1980: Jeffrey, inspiration for the Foundation, dies of muscular dystrophy at age 16.

1985: Second after-school program opens at Salvin School in South Los Angeles.

1992: Early intervention program for pre-school toddlers is added at West L.A. facility.

QUOTE

ALYCE KELLER MORRIS, President and Founder

“Families with a handicapped child need a lot of support and we try to help them cope. We involve them in the school and we advocate on their behalf with social agencies--we just go a little further. Almost all our children have single working mothers who can’t pay for day care. We don’t turn away anyone because they lack funds.

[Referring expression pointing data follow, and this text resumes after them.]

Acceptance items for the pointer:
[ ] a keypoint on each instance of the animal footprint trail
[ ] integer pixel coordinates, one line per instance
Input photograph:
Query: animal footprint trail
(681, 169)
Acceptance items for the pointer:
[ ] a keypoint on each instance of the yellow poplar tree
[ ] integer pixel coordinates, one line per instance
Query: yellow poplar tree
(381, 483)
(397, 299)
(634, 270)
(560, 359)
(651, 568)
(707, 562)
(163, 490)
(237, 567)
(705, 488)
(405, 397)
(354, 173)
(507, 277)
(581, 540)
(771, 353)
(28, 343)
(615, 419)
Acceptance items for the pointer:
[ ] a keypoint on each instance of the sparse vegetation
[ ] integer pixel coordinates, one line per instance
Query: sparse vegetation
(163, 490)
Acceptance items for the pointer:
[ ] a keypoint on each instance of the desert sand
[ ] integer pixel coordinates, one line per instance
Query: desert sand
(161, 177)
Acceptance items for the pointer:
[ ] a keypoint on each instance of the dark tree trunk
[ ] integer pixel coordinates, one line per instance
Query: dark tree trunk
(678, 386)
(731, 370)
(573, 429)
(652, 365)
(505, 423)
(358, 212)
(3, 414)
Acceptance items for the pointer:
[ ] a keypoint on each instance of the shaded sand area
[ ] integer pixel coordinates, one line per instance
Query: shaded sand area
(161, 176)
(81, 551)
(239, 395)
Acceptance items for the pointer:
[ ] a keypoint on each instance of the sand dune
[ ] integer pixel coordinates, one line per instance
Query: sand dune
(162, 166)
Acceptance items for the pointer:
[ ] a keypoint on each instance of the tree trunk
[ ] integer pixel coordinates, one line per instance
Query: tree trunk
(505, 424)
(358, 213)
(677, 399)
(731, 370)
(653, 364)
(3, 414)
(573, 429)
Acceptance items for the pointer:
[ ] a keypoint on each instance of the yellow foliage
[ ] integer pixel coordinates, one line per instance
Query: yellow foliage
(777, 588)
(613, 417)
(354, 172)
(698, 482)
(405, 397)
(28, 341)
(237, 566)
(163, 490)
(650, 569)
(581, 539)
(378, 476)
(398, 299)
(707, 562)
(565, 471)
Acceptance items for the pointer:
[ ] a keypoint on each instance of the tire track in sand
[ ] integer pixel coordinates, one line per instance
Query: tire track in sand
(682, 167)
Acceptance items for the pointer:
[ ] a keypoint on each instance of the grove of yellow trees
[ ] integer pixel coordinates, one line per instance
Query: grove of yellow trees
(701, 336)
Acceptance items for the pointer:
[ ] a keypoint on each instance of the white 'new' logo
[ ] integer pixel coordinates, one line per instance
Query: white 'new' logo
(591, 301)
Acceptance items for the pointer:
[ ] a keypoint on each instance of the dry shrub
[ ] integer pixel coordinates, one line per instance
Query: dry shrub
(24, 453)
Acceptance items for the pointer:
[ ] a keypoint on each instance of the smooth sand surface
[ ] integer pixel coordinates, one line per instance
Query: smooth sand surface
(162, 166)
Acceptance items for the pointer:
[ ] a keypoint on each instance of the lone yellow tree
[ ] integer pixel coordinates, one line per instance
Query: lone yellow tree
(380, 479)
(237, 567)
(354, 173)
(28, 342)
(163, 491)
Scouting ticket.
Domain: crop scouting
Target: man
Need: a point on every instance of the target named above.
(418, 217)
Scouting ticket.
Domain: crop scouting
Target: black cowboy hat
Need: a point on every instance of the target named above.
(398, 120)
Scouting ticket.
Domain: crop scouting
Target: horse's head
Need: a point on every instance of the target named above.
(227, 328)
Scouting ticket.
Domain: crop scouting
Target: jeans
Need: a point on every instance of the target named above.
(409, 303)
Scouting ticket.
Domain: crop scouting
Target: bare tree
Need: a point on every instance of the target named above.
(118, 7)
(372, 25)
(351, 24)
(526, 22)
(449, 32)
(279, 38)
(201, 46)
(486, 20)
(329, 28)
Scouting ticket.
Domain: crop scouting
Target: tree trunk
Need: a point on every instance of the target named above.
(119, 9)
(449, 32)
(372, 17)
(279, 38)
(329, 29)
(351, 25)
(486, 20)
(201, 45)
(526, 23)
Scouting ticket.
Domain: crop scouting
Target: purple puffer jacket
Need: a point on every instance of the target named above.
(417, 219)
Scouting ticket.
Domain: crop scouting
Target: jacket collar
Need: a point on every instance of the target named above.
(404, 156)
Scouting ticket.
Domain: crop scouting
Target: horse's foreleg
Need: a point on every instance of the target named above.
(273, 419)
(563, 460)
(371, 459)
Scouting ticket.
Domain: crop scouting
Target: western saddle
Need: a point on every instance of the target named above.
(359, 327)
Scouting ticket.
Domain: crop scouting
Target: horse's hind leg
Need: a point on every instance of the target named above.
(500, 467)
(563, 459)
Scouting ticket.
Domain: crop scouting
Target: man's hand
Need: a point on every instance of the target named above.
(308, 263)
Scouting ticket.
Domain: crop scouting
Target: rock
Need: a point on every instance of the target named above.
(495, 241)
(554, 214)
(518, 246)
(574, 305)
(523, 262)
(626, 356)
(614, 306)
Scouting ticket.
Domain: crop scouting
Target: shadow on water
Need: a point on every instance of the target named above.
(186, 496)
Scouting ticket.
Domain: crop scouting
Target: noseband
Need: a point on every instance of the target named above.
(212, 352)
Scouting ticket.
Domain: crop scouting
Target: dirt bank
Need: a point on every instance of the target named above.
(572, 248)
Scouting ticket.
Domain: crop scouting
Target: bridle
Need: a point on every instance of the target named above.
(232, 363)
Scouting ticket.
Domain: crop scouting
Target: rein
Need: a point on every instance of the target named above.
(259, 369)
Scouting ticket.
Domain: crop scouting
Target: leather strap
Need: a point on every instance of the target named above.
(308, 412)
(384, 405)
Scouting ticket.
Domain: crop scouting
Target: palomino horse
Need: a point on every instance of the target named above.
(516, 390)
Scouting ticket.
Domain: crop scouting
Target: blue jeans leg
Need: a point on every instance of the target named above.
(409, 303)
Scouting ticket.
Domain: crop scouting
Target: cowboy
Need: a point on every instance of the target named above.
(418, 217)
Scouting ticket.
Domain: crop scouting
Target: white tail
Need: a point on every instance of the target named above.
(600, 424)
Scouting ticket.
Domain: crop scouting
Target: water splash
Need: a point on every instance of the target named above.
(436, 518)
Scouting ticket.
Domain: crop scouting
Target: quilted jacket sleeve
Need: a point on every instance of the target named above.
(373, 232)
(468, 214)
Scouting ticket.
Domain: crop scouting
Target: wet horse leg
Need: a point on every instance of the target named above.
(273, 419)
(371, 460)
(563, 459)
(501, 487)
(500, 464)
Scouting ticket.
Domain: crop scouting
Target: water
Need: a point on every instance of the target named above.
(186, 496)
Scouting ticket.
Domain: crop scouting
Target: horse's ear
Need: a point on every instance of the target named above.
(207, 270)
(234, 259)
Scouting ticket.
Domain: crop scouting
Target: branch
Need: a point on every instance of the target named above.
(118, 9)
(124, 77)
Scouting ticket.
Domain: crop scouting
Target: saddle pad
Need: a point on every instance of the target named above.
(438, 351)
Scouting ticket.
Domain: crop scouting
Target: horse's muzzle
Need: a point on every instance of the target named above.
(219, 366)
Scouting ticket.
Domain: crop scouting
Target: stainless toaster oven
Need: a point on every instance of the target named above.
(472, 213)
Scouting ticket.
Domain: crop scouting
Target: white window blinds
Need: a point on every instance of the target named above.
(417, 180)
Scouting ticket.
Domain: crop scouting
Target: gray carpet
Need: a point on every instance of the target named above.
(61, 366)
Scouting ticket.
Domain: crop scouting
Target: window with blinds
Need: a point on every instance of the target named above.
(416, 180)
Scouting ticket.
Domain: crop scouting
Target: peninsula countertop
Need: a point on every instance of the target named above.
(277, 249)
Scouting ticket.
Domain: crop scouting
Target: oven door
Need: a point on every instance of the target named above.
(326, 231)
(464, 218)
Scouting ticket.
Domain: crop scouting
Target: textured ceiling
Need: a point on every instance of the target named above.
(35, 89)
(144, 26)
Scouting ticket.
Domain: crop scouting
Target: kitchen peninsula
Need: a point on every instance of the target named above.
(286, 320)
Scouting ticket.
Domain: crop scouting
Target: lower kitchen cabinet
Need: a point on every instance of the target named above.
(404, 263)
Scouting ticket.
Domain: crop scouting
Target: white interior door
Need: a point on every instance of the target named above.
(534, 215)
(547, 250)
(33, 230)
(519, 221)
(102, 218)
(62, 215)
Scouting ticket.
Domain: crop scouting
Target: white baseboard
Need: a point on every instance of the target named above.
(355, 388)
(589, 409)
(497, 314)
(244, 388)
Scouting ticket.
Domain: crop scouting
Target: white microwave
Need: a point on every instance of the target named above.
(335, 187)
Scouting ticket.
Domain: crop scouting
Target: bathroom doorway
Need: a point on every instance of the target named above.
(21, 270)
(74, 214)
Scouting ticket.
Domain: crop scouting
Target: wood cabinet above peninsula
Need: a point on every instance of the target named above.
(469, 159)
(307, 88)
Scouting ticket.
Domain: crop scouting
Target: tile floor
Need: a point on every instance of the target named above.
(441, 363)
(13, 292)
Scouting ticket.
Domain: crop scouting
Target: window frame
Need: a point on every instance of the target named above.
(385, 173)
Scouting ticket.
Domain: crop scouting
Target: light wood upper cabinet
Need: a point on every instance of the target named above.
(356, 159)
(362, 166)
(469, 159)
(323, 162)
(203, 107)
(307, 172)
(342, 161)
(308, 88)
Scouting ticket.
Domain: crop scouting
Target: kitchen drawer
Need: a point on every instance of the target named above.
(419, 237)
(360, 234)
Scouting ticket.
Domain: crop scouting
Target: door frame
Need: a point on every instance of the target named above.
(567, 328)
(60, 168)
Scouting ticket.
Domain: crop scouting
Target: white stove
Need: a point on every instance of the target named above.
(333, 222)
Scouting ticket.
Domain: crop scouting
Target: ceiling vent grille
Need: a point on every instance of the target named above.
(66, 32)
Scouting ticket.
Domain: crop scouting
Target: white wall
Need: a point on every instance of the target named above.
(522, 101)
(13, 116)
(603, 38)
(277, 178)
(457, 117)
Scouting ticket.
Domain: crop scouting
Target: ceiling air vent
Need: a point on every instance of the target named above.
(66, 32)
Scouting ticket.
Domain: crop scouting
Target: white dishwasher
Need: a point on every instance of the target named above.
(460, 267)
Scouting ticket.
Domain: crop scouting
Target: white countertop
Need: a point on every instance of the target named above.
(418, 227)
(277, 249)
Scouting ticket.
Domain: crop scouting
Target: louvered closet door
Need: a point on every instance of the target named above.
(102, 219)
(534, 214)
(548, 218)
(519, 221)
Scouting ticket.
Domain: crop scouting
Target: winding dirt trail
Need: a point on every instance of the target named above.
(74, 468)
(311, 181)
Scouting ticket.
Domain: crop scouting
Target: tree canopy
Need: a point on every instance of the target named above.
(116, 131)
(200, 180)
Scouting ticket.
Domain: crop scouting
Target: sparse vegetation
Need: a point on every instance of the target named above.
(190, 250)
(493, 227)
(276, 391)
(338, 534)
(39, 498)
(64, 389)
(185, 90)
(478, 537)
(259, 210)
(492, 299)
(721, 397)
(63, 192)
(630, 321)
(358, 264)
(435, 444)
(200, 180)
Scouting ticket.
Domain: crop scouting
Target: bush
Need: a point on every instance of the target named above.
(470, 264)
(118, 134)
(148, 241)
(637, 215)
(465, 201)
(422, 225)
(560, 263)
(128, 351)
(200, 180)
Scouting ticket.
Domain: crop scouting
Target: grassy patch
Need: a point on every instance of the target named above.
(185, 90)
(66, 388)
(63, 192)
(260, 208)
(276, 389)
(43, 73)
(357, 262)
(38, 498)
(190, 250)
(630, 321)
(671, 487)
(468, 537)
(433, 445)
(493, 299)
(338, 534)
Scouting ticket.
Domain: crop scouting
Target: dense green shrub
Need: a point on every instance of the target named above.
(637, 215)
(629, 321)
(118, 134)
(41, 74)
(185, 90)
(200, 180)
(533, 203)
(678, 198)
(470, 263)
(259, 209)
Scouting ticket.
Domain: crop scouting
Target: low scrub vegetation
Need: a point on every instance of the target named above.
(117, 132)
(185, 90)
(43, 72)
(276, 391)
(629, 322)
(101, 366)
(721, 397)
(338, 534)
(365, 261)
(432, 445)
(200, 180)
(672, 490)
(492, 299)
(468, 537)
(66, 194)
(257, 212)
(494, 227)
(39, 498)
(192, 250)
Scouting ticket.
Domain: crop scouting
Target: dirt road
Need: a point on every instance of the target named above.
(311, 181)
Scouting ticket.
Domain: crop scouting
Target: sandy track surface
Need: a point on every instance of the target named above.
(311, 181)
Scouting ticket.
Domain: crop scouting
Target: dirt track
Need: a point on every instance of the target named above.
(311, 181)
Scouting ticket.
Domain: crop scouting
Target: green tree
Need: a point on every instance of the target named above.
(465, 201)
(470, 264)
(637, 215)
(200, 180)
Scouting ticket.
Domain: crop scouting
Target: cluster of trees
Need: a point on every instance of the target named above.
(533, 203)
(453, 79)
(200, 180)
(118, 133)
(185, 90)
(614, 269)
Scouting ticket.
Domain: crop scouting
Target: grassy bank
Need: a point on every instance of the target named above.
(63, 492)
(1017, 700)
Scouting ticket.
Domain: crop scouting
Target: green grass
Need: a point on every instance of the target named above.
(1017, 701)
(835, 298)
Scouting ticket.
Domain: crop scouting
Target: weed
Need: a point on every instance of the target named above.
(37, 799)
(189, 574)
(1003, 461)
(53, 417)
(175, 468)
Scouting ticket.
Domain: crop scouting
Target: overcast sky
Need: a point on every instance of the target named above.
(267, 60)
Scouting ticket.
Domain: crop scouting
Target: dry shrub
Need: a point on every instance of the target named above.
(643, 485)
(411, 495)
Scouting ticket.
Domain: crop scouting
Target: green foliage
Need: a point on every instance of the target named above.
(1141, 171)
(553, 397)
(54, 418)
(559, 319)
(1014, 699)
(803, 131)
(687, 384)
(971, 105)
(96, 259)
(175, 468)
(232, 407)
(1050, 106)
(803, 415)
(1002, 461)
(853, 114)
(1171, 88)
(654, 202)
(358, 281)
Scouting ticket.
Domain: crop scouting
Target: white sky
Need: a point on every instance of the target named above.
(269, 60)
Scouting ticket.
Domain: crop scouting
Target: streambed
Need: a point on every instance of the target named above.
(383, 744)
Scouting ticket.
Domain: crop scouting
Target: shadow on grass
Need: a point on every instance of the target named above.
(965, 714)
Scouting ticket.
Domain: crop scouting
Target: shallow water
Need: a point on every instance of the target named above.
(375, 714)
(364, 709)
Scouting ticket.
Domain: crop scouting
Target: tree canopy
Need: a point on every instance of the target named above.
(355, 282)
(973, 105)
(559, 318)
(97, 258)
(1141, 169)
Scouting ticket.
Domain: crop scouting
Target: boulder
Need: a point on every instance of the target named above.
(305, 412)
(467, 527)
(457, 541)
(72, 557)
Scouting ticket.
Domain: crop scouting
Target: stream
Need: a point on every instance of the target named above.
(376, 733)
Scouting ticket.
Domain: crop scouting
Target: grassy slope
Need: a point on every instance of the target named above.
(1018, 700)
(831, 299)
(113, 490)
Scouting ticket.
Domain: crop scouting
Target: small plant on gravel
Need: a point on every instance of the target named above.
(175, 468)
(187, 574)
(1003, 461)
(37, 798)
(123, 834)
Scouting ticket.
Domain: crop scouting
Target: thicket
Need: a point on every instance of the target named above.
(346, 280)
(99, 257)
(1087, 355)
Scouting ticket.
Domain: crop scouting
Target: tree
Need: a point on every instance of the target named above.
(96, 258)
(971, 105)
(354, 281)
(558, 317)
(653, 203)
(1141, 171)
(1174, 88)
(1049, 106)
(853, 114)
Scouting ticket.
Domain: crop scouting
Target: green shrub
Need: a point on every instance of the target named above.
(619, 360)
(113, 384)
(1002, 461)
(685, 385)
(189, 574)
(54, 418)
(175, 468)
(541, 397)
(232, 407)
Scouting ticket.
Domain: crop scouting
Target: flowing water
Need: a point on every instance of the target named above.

“Some of the children we take have terminal diseases like muscular dystrophy; some who were at Jeffrey have died now. But we hear all the time from others who have grown up, and at Christmas many of them come here with their families to be with us.”

WHO ATTENDS

Ethnic Distribution:

African-Americans, 50%

Latinos, 40%

Anglo, 5%

Asians and others, 5%

Ages:

Five and under, 40%

elementary-school children, 40%

teens, 20%.

Income:

low-income and poverty-level, 95%

middle-income, 5%.

THE NEXT STEP

On May 7, the foundation plans a grand opening for its newly purchased building next to its multi-purpose center in Los Angeles. And to help parents in other cities who hope to start a similar program, the foundation is preparing a video that will include suggestions for fund-raising.

The foundation says it will continue to concentrate its own efforts in Los Angeles, and hopes to increase the number of children it can enroll.